Introduction
Apache Iceberg is a table format built for large-scale analytics. It brings ACID transactions, schema evolution, and time travel to data lakes. Unlike traditional data lakes, Iceberg tables maintain a complete history of changes, allowing users to query historical versions without restoring backups or creating new tables.
Time travel in Iceberg enables:
- Point-in-time queries: Retrieve data as it existed at any past snapshot.
- Change tracking: Compare historical data versions to analyze trends.
- Rollback and recovery: Revert to an older snapshot to fix errors.
- Audit and compliance: Ensure data integrity by querying past states.
This guide explores how to use time travel with Apache Iceberg in PySpark, demonstrating real-world scenarios for data engineers.
Just getting started with Apache Iceberg? Check out our beginner's guide here.
Setting up an Iceberg Table
To demonstrate Iceberg's time travel, let's create a table and insert some sample data.
pythonfrom pyspark.sql import SparkSession
spark = SparkSession.builder \
.appName("Iceberg Time Travel") \
.config("spark.sql.catalog.iceberg", "org.apache.iceberg.spark.SparkCatalog") \
.config("spark.sql.catalog.iceberg.type", "hadoop") \
.config("spark.sql.catalog.iceberg.warehouse", "hdfs://namenode:9000/warehouse") \
.getOrCreate()
# Create an Iceberg table
spark.sql("""
CREATE TABLE IF NOT EXISTS iceberg.db.orders (
order_id BIGINT,
customer STRING,
amount DOUBLE,
created_at TIMESTAMP
)
USING iceberg
""")
# Insert some initial data
spark.sql("""
INSERT INTO iceberg.db.orders VALUES
(1, 'Alice', 100.0, '2024-02-01 12:00:00'),
(2, 'Bob', 200.0, '2024-02-02 13:00:00')
""")
Now, let's check the available snapshots:
pythonspark.sql("SELECT snapshot_id, committed_at FROM iceberg.db.orders.snapshots").show()
Querying Historical Snapshots in Apache Iceberg
Once we have snapshots, we can query past versions of the data using either snapshot IDs or timestamps.
Querying by snapshot ID
pythonsnapshot_id = "1234567890" # Replace with an actual snapshot ID
df = spark.read.format("iceberg") \
.option("snapshot-id", snapshot_id) \
.load("iceberg.db.orders")
df.show()
Querying by timestamp
pythonquery_time = "2024-02-02 12:00:00"
df = spark.read.format("iceberg") \
.option("as-of-timestamp", query_time) \
.load("iceberg.db.orders")
df.show()
This returns the dataset as it existed at the specified time.

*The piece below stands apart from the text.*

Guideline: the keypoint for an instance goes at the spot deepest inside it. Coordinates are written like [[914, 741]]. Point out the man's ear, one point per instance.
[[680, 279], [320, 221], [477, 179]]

Incremental Data Retrieval with Iceberg Snapshots
Iceberg supports incremental reads, allowing efficient processing of only new or changed records.
pythonstart_snapshot_id = "1234567890" # Replace with actual IDs
end_snapshot_id = "1234567891"
df = spark.read \
.option("start-snapshot-id", start_snapshot_id) \
.option("end-snapshot-id", end_snapshot_id) \
.table("iceberg.db.orders")
df.show()
This retrieves only the data changes between the two snapshots.
Using Tags and Branches for Snapshot Management in Iceberg
Iceberg supports tags and branches for managing data history.
Creating a tag
A tag is a named pointer to a specific snapshot.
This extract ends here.